After all, speaking up for the despised is my purpose in life, the eternal advocate for the “Damned.” I can no more keep quiet than a bird can refrain from flying or chickens can stop laying eggs. It is why I am on the earth and bearing the wrath of the maddening mob is my cross to carry. I shoulder this cross with honor and dignity, love, and joy.
Let me hasten to add that I spent three and one-half hours watching the documentary Hebrews to Negroes: Wake Up Black America — The Movie, and anyone who wishes to take me to the task can do so only after spending the time to watch the entire documentary.

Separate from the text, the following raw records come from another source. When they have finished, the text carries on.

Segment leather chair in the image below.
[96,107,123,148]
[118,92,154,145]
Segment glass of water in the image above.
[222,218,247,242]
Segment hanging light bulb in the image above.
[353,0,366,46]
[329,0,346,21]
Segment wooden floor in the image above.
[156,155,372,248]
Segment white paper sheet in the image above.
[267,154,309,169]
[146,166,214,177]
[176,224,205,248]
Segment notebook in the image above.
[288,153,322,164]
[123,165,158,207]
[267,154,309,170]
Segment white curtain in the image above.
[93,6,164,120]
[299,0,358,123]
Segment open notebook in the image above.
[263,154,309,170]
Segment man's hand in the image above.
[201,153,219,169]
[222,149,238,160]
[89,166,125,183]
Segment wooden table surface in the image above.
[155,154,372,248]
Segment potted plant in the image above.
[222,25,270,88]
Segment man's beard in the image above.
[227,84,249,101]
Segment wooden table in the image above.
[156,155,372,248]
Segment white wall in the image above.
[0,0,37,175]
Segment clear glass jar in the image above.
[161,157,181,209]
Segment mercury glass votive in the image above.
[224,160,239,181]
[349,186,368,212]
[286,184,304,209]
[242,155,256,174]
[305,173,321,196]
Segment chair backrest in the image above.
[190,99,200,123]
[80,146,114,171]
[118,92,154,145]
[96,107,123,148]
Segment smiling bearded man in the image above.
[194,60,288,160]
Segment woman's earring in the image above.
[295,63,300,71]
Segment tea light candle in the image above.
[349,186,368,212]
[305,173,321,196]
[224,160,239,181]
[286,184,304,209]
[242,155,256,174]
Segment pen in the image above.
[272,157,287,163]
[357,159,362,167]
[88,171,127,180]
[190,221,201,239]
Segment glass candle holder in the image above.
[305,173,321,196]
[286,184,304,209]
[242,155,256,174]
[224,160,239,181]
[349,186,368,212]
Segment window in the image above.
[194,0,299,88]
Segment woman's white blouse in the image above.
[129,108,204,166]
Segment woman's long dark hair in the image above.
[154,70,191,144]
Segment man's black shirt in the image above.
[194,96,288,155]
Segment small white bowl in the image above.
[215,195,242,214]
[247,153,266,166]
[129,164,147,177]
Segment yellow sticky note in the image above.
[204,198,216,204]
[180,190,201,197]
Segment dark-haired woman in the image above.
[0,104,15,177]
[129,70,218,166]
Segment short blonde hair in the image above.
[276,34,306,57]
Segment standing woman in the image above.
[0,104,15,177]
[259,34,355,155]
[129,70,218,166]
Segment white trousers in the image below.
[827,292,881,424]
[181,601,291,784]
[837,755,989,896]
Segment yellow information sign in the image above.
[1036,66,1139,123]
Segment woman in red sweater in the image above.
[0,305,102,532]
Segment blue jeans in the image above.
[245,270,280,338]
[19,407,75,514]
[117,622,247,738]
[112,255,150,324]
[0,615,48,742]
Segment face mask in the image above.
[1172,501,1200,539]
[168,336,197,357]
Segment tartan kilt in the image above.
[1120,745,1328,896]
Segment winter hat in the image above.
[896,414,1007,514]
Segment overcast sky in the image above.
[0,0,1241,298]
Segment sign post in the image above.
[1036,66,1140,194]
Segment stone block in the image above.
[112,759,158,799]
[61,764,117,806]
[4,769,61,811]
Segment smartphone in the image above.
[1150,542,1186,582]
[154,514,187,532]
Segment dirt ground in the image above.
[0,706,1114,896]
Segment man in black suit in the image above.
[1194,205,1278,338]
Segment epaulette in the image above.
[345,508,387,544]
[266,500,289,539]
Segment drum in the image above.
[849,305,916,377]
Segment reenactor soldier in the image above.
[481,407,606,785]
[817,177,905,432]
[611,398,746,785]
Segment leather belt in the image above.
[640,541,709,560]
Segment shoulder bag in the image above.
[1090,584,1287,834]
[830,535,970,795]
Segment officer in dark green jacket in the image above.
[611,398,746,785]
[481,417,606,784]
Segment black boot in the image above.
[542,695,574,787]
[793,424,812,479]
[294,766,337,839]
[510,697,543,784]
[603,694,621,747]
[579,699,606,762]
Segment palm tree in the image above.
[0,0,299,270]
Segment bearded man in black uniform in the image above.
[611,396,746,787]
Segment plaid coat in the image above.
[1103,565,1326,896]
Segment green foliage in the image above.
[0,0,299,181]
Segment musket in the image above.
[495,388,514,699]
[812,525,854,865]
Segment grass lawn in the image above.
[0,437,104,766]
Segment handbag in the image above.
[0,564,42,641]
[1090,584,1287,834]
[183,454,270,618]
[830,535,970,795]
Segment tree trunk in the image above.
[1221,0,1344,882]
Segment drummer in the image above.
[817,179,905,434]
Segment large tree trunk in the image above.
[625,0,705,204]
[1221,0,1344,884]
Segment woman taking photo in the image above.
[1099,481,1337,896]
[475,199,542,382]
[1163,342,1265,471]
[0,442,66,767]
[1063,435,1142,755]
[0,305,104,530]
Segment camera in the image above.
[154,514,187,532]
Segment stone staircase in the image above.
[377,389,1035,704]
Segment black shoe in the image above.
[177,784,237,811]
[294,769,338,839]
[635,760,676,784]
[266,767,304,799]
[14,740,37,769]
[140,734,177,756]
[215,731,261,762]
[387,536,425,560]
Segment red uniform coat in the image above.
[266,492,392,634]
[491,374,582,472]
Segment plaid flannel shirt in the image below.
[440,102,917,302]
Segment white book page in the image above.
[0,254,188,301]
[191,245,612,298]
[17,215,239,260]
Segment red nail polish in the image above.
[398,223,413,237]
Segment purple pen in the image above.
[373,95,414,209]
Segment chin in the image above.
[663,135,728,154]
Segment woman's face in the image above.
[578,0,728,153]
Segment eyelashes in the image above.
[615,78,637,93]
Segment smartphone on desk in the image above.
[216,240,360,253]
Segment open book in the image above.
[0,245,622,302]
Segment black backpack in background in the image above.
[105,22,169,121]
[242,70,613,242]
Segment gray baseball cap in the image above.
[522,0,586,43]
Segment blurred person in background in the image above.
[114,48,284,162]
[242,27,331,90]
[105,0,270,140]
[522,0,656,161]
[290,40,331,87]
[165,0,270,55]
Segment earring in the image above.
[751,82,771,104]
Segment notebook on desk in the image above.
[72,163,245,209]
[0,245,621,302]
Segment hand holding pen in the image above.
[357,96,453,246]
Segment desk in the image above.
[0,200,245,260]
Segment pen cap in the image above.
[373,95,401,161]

When a public outcry arose over Irving’s tweet of a link to the documentary, I was not interested in viewing the documentary; in light of Kyrie’s history of proclaiming that the world is flat and his refusal to get the COVID-19 vaccination.
Then I watched a press conference where Kyrie addressed the tweet. He stated that he took responsibility for posting the documentary, did not intend to harm anyone, did not produce the documentary (Ronald Dalton, Jr. did), and did not believe everything contained in the documentary.
In real-time, my ears heard an apology from Kyrie, but several reporters followed up, asking him to issue an apology. Kyrie had just delivered an apology without being asked to apologize for his actions. So he repeated the apology he had previously given in his own words. And still, his apology was not good enough for the reporters. One reporter blurted out, “But why won’t you say I apologize?”
To which Kyrie replied, “Ask me a basketball question.”